Lisboa é isto, mas Lisboa também é o vizinho que não me cumprimenta ou a pressa que não deixa ajudar a idosa a carregar os sacos. Em Lisboa chamam-me “senhora”, e não “menina”, e isso eu não posso perdoar. Em Lisboa, e mesmo com o sotaque a falhar, eu sou sempre “do Norte”, e não do Porto, porque Norte é tudo acima de Lisboa e Sul é o Algarve. Em cinco anos, detectei facilmente o problema de Lisboa: é que, em Lisboa, quase ninguém é de Lisboa. Lisboa não tem o bairrismo, não tem o encontrar-se sempre alguém conhecido na rua, não tem um só sotaque, não tem uma espécie de “carago” no início, no fim ou em qualquer meio de uma frase, não tem uma identidade. Lisboa é grande e diferente demais para ser uma só Lisboa.

E Lisboa não tem, ainda por cima, um clube. É claro que o Porto não tem só o FCPorto e que a cidade tem lampiões e lagartos (são os piores, aliás), mas, se viesse aí um meteorito que ia acabar com o planeta e fosse dado a escolher a um portuense que clube é que ia lá acabar com ele, parece-me que a escolha seria óbvia. Em Lisboa há dois clubes grandes, mais os que são de outros clubes ou só da selecção (até viver aqui nem sabia que esta espécie existia), mais os que não gostam de futebol (nunca conheci tanta gente que não gosta de futebol como em Lisboa, acho que é um fenómeno que merecia ser estudado). Tudo junto, não há uma só voz e ia ser uma grande confusão se um lisboeta tivesse de escolher quem ia lá acabar com o meteorito.

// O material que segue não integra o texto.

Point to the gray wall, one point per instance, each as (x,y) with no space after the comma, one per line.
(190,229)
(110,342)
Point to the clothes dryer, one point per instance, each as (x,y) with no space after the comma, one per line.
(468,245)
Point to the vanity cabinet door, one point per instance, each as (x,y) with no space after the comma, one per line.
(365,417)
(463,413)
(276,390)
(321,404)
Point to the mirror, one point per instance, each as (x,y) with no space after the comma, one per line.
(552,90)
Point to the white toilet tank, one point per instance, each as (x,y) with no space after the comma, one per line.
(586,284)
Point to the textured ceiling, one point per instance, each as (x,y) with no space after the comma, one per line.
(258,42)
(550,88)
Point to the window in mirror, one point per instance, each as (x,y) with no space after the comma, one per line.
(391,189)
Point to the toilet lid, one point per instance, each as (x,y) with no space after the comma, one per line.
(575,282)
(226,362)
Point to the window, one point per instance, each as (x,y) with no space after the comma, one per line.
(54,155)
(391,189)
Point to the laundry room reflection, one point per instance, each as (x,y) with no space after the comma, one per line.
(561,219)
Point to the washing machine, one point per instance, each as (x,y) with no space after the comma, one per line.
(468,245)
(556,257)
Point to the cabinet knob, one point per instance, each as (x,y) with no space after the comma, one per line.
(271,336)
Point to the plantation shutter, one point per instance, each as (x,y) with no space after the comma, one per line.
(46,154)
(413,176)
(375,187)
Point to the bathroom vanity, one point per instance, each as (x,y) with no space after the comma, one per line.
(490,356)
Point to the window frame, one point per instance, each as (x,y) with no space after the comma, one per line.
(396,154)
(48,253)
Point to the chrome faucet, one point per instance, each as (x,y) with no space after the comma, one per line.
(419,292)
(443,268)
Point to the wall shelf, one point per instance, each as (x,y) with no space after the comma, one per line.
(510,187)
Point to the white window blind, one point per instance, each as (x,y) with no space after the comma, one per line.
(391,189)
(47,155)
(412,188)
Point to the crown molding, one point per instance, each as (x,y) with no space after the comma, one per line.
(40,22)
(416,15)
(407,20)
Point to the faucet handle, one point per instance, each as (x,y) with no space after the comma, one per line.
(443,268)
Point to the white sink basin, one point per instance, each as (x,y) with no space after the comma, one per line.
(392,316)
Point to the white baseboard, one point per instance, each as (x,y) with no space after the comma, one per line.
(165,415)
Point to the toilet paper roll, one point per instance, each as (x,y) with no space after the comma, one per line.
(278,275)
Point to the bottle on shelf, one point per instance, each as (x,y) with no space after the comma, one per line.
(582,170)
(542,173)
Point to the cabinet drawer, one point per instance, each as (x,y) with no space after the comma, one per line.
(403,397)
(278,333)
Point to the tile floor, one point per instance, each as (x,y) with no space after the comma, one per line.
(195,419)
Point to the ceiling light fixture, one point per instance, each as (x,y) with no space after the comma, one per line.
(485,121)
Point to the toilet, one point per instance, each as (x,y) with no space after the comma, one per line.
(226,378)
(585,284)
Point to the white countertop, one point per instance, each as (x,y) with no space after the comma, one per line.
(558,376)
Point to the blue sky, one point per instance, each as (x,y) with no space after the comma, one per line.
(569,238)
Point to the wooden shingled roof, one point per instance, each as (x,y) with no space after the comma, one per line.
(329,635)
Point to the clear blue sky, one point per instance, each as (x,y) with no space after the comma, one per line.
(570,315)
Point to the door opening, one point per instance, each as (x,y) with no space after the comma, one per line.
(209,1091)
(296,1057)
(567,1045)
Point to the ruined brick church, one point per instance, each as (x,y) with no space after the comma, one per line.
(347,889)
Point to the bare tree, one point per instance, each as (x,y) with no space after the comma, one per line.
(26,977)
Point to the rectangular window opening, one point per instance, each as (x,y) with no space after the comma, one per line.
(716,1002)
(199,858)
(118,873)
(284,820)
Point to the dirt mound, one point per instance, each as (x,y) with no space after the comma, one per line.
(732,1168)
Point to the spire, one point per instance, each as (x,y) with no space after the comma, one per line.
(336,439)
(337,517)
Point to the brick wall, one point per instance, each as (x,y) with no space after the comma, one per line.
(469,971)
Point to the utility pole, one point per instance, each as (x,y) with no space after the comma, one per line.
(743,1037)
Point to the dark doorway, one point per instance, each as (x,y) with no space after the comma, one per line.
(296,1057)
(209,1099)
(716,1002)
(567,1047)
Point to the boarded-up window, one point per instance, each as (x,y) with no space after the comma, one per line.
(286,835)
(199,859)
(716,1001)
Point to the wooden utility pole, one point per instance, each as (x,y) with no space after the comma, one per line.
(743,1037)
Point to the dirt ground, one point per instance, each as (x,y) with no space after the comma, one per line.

Feita a introdução geográfico-social, vamos mesmo à bola. O FCPorto dos últimos 30 anos cresceu também à custa da rivalidade com Lisboa. O discurso pegou e, infelizmente, continua a ser uma mensagem fácil de passar: a capital é sempre favorecida. Lisboa são os mouros, só queremos Lisboa a arder e cheira a merda, cheira a Lisboa. É esta rivalidade, este ódio, que motiva o FCPorto para ganhar mais do que os clubes de Lisboa. O FCPorto ganha muito porque sabe escolher treinadores (cof cof), sabe comprar jogadores (cof cof cof), mas sabe, sobretudo, unir-se contra os ataques de fora, de lá de baixo, daqui de Lisboa.

O FCPorto não precisa de aliados. Pelo contrário, o FCPorto precisa de estar sozinho para querer ganhar sempre. Contra tudo e contra todos, de preferência. Não só vivemos bem com o ódio dos outros, como nos motivamos com ele. Se é uma atitude de guerrilha, que não ajuda a que os casais de clubes diferentes vão de mão dada ao Dragão? Sim, admito que sim, mas eu não gosto sequer de andar de mão dada com o M. em dias de clássico, por isso não sou um bom exemplo.

Já os clubes de Lisboa andam às voltas a tentar derrotar o domínio “do Norte”, mas não têm conseguido. Já tentaram várias estratégias, mas falharam. A nova, bem notória neste derby, é juntarem-se. Não sei se fui só eu - que nestes jogos estou sempre excitadíssima com a hipótese de haver porrada, expulsões, polémicas de arbitragem e placas do estádio a voar – que notei, mas este benfica-sportem mais pareceu um amigável. E, mesmo nos amigáveis, já vi um capitão vermelho a mandar um árbitro ao chão, por isso não estava mesmo nada à espera de tanta calma.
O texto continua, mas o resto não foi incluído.